Eduard Rivera Henao.

miércoles, 2 de diciembre de 2009

De los temas que más recuerdo ...

Igual de interesado quedé cuando tratamos la teoría del constructivismo, que al conocer los planteamientos de Chevallard con respecto a la "transposición didáctica". Había escuchado hablar mucho de ella sin comprender inicialmente su importancia, para despues convertirse en uno de los temas que más recuerdo del curso de didáctica en la enseñanza de la matemática. El hecho de hacerse evidente la existencia de una cierta élite que rige lo que debemos saber y la forma en la cual se debe comunicar ese saber es interesantísimo, además es también intereasante la preocupación por impedir el crecimiento de una brecha entre los diferentes saberes. Creo que los profesores estamos muy lejos de manejar un saber sabio (aunque algunos lo creen) pero el hecho de conocer esto y que nuestra finalidad es "transmitir" de la mejor manera un saber a enseñar para que el estudiante adquiera al menos un saber enseñado, nos hace conscientes de nuestra verdadera labor y de nuestra verdadera finalidad, la docencia y los estudiantes.

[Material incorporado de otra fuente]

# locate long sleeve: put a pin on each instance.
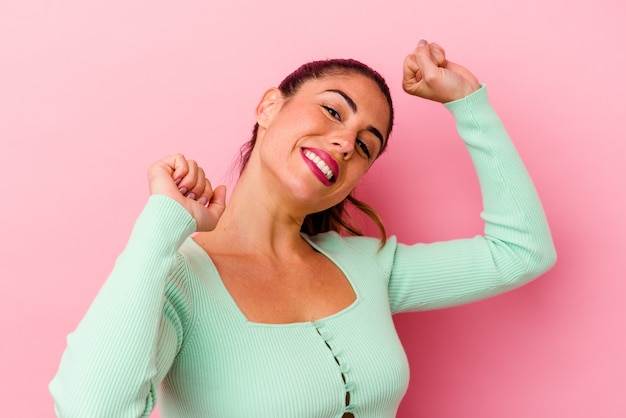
(127, 340)
(516, 246)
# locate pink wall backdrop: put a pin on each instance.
(92, 92)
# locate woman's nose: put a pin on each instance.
(344, 143)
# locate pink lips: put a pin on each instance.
(330, 162)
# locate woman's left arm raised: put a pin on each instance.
(516, 245)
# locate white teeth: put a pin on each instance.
(319, 163)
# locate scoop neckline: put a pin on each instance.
(239, 312)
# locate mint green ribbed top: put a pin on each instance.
(165, 327)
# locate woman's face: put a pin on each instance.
(318, 144)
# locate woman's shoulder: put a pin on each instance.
(358, 248)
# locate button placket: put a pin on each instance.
(344, 367)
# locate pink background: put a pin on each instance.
(92, 92)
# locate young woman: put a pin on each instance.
(270, 312)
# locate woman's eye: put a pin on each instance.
(363, 147)
(333, 112)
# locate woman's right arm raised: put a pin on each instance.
(126, 342)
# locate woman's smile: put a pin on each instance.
(321, 164)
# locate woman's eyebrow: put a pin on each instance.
(354, 108)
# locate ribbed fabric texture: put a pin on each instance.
(164, 320)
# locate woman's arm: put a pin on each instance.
(516, 246)
(125, 344)
(128, 338)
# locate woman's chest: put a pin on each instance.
(351, 361)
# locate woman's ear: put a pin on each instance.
(268, 106)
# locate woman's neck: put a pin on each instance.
(257, 221)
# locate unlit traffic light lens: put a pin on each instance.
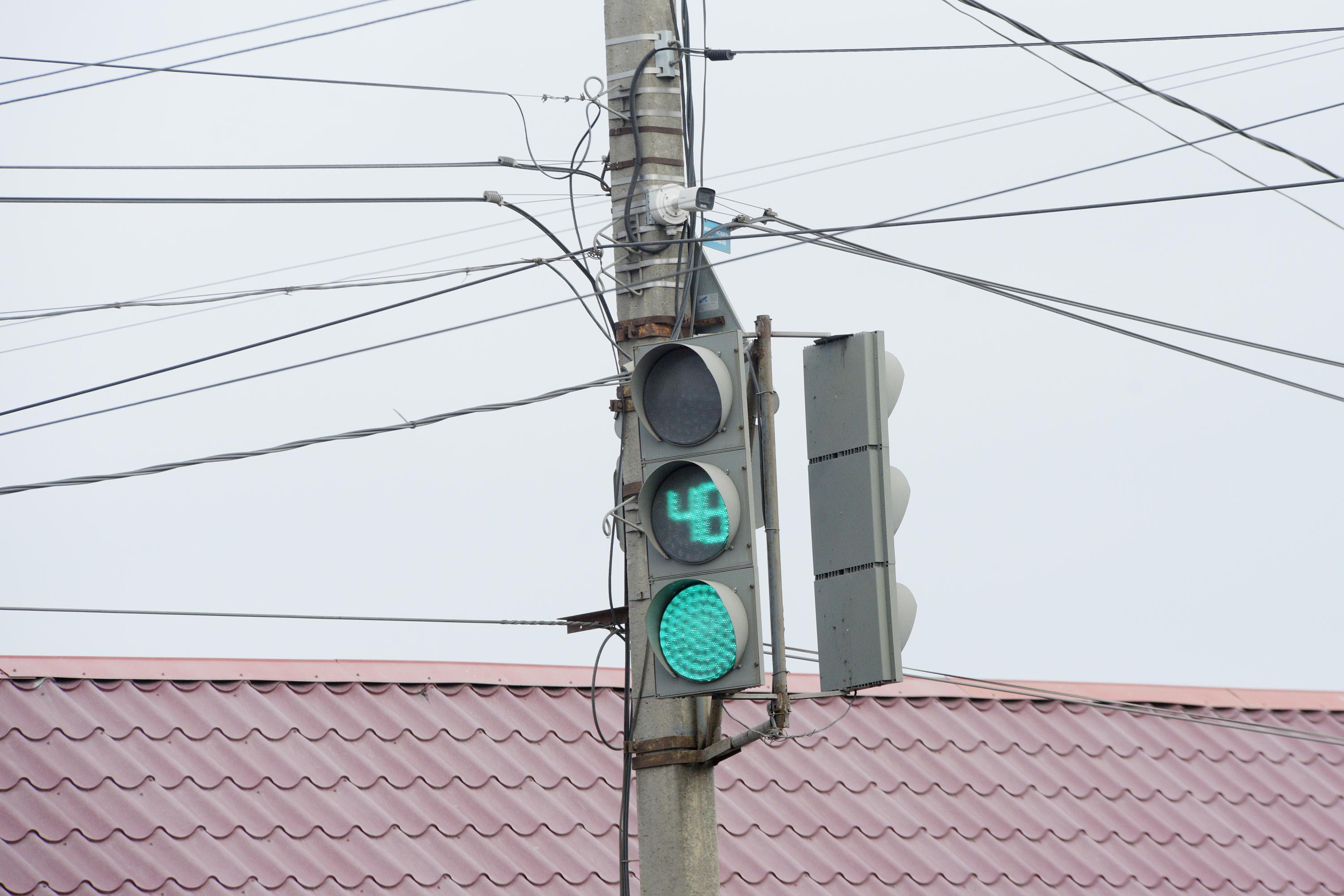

A veces, parecería que en medio del estudio de la didáctica y de las teorías dejamos un poco a un lado la razón de ser de esos estudios; olvidamos por instantes que hemos llegado a este curso movidos por la necesidad. Necesidad de hacernos comprender mejor, necesidad de motivar a nuestros estudiantes, son pues los estudiante y en general nuestra labor docente quienes nos han encaminado en este proyecto de ser conscientes de la importancia de la didáctica de la matemática. En la transposición didáctica se genera cierta "pérdida" de fidelidad y es nuestra labor evitarlo, no sólo con exceso de rigor matemático sino con la motivación a que sean ellos mismos (los estudiantes) quienes en algún momento velen por su propia formación.